Ammonia Leak Outside International Space Station – NASA Says Crew Not In Danger
NASA says that at around 10:30 a.m. CDT on Thursday, 9 May 2013, the Expedition 35 crew aboard the International Space Station (ISS) reported seeing small white flakes floating away from an area of the Space Station’s P6 truss structure. The crew used handheld cameras and Mission Control used external television cameras to gain additional imagery in an attempt to narrow down the leak’s location.
Listen to Crew Audio
Commander Hadfield reports ammonia leak to Mission Control Houston
Capcom Doug Wheelock updates station crew on status of ammonia leak
According to NASA, the crew reports, along with imagery and data received by flight controllers in Mission Control in Houston, confirmed that the rate of the ammonia leaking from this section of the cooling system has increased. Ammonia is used to cool the station’s power channels that provide electricity to station systems. Each solar array has its own independent cooling loop. This ammonia loop is the same one that spacewalkers attempted to troubleshoot a leak on during a spacewalk on 1 November 2012. It is not yet known whether this increased ammonia flow is from the same leak, which at the time, was not visible.

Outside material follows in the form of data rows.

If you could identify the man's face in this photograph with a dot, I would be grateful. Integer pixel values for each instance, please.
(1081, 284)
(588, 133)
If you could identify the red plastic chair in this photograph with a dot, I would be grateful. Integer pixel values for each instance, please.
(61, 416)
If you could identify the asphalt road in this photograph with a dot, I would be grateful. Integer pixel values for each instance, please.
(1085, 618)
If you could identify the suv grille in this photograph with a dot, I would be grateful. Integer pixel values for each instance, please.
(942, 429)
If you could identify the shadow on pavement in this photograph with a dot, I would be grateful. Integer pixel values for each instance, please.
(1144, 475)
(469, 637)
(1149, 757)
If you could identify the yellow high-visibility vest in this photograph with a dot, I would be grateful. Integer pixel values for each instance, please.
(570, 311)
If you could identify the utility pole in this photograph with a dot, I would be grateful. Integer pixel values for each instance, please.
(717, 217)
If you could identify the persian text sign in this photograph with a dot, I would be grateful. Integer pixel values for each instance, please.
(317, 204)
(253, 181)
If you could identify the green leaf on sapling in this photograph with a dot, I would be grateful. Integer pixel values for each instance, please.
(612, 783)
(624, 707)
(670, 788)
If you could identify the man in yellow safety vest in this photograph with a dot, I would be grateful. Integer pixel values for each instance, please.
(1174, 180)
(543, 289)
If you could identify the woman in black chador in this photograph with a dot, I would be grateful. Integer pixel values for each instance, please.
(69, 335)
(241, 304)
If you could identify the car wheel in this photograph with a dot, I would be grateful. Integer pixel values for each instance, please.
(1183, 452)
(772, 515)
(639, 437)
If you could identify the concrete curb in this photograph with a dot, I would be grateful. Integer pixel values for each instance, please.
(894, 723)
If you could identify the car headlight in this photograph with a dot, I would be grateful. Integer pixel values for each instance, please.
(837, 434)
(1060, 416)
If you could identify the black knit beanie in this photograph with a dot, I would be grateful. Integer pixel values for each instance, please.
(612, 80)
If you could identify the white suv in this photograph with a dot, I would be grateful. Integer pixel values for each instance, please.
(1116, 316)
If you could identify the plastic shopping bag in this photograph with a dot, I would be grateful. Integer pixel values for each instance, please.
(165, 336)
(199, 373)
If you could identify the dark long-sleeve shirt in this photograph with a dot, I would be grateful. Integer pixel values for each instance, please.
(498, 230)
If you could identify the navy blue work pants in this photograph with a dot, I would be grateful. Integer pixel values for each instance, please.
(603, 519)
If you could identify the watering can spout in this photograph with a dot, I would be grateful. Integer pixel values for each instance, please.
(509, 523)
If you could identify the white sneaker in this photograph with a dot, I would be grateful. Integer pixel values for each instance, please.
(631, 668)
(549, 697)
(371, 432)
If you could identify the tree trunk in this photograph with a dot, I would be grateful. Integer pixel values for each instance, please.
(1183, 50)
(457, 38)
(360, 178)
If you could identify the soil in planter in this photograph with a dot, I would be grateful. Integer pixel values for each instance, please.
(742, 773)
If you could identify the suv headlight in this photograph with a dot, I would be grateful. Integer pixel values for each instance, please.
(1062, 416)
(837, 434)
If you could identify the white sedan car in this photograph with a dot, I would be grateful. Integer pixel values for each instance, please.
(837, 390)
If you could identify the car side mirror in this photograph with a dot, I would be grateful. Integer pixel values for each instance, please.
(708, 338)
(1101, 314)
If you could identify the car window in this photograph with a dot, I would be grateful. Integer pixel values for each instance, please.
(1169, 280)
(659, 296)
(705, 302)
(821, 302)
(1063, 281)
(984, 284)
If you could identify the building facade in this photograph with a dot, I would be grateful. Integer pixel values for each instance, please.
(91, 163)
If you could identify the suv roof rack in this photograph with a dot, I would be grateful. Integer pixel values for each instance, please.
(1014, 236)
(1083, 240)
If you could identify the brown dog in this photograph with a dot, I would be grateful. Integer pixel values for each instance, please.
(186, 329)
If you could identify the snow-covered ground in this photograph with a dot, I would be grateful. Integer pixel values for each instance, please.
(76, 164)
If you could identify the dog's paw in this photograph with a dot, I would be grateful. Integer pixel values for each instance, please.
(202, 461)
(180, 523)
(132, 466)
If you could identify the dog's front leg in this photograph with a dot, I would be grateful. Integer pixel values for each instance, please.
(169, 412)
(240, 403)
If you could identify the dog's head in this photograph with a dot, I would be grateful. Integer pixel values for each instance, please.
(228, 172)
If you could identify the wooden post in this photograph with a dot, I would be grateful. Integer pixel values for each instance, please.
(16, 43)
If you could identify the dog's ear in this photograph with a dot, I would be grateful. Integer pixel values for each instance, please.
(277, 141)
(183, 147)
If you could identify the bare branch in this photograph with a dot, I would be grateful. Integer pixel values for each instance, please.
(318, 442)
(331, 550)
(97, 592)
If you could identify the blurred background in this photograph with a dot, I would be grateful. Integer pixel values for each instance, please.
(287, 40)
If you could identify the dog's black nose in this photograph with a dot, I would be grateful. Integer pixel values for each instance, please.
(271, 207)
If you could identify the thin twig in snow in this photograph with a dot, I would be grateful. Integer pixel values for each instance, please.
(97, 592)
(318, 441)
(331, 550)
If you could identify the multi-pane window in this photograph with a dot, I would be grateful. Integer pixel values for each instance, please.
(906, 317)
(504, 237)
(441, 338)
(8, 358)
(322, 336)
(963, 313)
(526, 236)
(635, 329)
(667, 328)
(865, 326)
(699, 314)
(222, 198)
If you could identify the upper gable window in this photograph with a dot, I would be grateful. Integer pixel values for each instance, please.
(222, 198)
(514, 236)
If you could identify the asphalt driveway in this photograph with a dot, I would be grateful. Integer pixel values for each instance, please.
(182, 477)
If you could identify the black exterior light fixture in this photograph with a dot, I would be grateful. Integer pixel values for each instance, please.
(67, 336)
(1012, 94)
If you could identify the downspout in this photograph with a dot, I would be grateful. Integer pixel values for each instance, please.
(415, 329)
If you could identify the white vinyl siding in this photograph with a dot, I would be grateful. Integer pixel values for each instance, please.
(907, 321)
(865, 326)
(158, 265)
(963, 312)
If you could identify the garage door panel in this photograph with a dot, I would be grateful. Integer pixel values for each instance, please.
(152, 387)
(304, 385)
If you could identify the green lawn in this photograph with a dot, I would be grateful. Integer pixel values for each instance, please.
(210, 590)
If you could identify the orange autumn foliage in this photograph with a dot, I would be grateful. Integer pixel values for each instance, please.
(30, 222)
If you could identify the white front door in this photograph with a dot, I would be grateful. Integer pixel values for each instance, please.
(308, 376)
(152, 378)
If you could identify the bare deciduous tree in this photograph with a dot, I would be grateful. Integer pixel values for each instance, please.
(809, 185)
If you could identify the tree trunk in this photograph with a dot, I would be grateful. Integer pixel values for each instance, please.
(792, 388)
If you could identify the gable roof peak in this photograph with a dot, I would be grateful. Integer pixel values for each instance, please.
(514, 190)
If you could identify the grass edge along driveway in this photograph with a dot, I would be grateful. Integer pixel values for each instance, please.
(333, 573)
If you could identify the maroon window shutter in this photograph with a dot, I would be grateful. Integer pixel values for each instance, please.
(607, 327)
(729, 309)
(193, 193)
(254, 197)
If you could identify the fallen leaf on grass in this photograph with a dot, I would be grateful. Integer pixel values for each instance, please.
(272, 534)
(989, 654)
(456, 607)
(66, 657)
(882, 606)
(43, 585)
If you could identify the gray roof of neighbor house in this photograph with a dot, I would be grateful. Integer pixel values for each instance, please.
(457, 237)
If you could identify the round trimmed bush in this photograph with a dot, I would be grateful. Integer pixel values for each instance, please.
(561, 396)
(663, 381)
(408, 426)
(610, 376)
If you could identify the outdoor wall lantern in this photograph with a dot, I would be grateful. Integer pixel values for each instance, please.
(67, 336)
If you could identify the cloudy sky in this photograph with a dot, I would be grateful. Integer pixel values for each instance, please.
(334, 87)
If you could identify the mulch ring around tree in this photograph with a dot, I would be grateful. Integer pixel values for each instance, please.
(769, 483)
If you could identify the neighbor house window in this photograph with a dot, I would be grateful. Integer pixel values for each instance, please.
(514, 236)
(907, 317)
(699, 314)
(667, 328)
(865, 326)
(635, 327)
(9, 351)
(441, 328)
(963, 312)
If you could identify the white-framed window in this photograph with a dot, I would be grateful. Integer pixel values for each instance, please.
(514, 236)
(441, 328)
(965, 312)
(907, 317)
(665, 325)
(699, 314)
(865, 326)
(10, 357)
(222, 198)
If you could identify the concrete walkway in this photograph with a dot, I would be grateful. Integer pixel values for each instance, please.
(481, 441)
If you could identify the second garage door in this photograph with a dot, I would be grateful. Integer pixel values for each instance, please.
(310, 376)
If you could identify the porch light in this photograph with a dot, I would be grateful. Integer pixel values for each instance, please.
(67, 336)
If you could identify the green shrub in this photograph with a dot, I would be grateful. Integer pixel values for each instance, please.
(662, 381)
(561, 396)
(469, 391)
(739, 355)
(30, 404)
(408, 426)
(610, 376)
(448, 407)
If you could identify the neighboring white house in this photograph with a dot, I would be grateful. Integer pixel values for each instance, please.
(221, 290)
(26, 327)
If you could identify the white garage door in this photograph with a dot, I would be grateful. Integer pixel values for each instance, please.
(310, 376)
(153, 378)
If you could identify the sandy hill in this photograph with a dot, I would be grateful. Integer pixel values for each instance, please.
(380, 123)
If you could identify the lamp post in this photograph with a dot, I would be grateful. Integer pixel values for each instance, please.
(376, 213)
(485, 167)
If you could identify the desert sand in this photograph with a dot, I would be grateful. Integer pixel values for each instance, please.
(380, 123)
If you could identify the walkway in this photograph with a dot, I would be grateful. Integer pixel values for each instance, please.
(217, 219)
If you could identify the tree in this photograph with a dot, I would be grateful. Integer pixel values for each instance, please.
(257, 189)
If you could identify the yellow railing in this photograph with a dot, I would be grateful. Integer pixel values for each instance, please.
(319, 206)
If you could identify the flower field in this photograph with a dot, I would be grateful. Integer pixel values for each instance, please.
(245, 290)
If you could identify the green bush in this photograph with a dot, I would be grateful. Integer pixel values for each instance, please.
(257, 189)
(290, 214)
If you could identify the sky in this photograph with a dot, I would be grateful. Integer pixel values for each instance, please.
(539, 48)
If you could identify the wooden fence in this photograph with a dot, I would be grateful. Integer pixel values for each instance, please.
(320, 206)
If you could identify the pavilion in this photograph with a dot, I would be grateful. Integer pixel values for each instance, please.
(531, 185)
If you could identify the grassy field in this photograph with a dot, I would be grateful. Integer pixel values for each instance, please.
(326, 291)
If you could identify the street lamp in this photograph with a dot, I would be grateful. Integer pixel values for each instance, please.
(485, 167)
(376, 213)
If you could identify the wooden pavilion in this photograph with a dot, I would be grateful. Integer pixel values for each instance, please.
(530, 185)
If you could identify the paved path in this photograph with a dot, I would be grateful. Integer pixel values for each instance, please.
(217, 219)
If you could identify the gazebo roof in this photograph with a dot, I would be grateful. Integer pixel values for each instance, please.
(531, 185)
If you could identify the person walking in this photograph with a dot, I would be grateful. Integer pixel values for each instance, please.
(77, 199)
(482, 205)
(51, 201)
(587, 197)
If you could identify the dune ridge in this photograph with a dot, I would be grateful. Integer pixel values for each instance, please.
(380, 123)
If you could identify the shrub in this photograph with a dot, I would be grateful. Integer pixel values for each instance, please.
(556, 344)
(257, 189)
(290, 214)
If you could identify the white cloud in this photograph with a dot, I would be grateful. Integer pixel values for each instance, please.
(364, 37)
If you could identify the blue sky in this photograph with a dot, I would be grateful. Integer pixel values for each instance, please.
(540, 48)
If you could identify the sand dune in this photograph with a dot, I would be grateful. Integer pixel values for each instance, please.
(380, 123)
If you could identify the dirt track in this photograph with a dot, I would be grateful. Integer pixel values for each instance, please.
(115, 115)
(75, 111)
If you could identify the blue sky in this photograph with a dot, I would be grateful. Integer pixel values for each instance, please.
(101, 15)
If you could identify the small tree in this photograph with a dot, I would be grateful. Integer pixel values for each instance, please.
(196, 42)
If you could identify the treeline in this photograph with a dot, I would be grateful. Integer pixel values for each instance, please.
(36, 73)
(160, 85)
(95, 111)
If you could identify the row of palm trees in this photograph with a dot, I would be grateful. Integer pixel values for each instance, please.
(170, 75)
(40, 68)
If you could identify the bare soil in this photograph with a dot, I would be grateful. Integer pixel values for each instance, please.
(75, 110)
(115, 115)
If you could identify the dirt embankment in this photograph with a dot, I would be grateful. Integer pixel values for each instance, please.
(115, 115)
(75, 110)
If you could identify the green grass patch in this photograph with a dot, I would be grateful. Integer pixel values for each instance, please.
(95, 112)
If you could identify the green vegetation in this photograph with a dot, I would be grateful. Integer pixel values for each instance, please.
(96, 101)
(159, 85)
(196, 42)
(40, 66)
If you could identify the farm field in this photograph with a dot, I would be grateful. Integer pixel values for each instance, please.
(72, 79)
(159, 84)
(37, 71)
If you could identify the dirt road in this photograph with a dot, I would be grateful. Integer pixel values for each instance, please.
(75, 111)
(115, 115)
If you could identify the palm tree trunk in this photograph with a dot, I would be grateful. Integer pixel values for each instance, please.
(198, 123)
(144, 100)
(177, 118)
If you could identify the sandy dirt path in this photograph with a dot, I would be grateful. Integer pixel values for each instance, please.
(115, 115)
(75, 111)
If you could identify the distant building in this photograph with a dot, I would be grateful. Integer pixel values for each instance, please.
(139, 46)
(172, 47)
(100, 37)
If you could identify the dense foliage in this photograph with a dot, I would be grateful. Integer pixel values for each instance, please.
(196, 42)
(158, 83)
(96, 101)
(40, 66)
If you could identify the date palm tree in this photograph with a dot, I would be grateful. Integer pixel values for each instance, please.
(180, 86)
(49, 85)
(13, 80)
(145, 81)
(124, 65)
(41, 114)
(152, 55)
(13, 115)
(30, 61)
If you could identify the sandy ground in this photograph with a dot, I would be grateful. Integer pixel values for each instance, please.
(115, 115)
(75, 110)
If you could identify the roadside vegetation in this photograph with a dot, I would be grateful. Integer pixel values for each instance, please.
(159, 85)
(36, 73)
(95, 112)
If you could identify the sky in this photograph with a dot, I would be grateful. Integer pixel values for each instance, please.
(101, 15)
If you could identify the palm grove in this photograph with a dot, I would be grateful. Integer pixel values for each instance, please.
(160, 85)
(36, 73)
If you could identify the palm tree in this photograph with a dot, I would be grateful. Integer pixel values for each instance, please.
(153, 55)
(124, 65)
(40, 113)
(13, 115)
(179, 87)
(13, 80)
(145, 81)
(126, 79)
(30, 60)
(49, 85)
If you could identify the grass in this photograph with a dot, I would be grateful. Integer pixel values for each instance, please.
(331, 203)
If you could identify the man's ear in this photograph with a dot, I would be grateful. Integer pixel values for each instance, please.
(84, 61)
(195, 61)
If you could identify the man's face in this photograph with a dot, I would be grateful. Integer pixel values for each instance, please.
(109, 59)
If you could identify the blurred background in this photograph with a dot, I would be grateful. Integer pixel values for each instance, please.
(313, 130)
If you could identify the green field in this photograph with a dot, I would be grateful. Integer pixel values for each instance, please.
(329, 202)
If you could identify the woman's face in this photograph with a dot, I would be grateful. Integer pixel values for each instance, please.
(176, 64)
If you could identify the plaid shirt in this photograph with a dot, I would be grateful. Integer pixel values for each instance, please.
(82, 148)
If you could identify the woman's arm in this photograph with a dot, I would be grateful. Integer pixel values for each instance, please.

The station continues to operate normally otherwise and the crew is in no danger, said the Space Agency.
Plans are being developed to reroute other power channels to maintain full operation of those and other systems normally controlled by the solar array that is cooled by this loop.
The early analysis by thermal control systems specialists indicates that the leak rate could result in a shutdown of this one cooling loop in about 48 hours. The team is looking at whether any additional imagery is needed to isolate the leak’s location.